Credentially's evidence management material for CQC inspections speaks directly to that mapping problem, and the transition period is where it starts to matter. Automated primary source verification against GMC, NMC, and HCPC, DBS status tracking, and right-to-work re-check schedules produce evidence that sits under Safe and Well-led regardless of the framework version running on the day of inspection.

Continuous compliance readiness as a provider-side operational posture

A quick framing correction, because the point gets lost in sector commentary. CQC has softened on continuous ongoing assessment. The 2025/26 business plan and the draft frameworks describe a risk-based, sector-appropriate schedule that takes into account previous ratings and emerging risk, not a rolling continuous assessment model. Continuous monitoring is no longer being pushed as the regulator's direction of travel.

The operational case for ongoing readiness still stands, but the framing is provider-side. An expired DBS, a missed right-to-work re-check, or a lapsed NMC registration creates a compliance event on the day it happens, not on the day of inspection. Credentially's material on continuous compliance readiness frames the case in those terms. Real-time credential monitoring, configurable onboarding workflows, and automated expiry alerts exist to catch issues as they arise, not to mirror a regulator demand that has moderated.

What to do between now and year end

These are the actions compliance directors can control inside the window.

Respond to the consultation before 12 June 2026. With 1,703 responses on the last round, individual provider submissions carry unusual weight in a sector this large. Care England, NHS Confederation, and NHS Providers are coordinating collective responses; individual providers can respond directly via the CQC response portal.

Audit the existing evidence library against the five key questions, not the 34 quality statements. The artefact set will shrink and sharpen. Evidence that never served the underlying question can go.

Training and competence records deserve a separate review. Completion records are not competence records. Draft rating characteristics are expected to lean harder into demonstrated capability than logged completion, particularly under Safe and Effective.

Plan for the NHS workforce context the frameworks will be read against.
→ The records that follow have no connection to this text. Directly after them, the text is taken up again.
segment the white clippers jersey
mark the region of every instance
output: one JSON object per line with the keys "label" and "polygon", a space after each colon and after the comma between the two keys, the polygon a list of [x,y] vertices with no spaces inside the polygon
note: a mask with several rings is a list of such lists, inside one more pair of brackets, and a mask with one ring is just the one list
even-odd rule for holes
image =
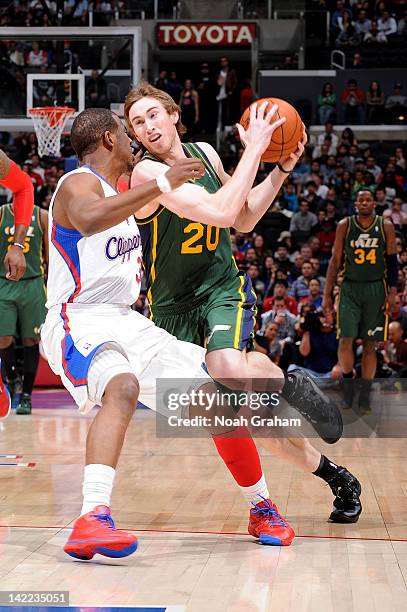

NHSE Q2 2025/26 data puts total NHS vacancies at 100,023 (a 6.7% rate) in September 2025, with nursing at 25,500 (6.0%) and medical at 7,250 (4.4%). Vacancy rates are falling, but Well-led rating characteristics on workforce stability will be read against live staffing evidence on the day of inspection.

Credentially's platform is built for that operational picture: platform-managed onboarding steps reduced from 60 days to 5 (third-party checks including DBS run 2 to 6 weeks in parallel), up to 80% reduction in candidate dropout during onboarding, and 68% reduction in admin load on credentialing teams. The mechanics behind the 60-to-5 reduction are documented, and the case for mapping them to the 2026 framework transition is operational rather than theoretical.

Next step

The 2026 transition checklist walks compliance directors through the evidence remapping required between now and year end, aligned to the five key questions and the draft rating characteristics. It is the version most usefully shared with a board or clinical governance committee ahead of the 12 June consultation deadline.

The CQC assessment framework 2026 is being rewritten, and the job between now and year end is making sure the evidence underneath travels with it. If the evidence was sound in 2025, it remains sound: what changes is where it sits against the five key questions and the draft rating characteristics, and that remapping is the live work of the next two quarters.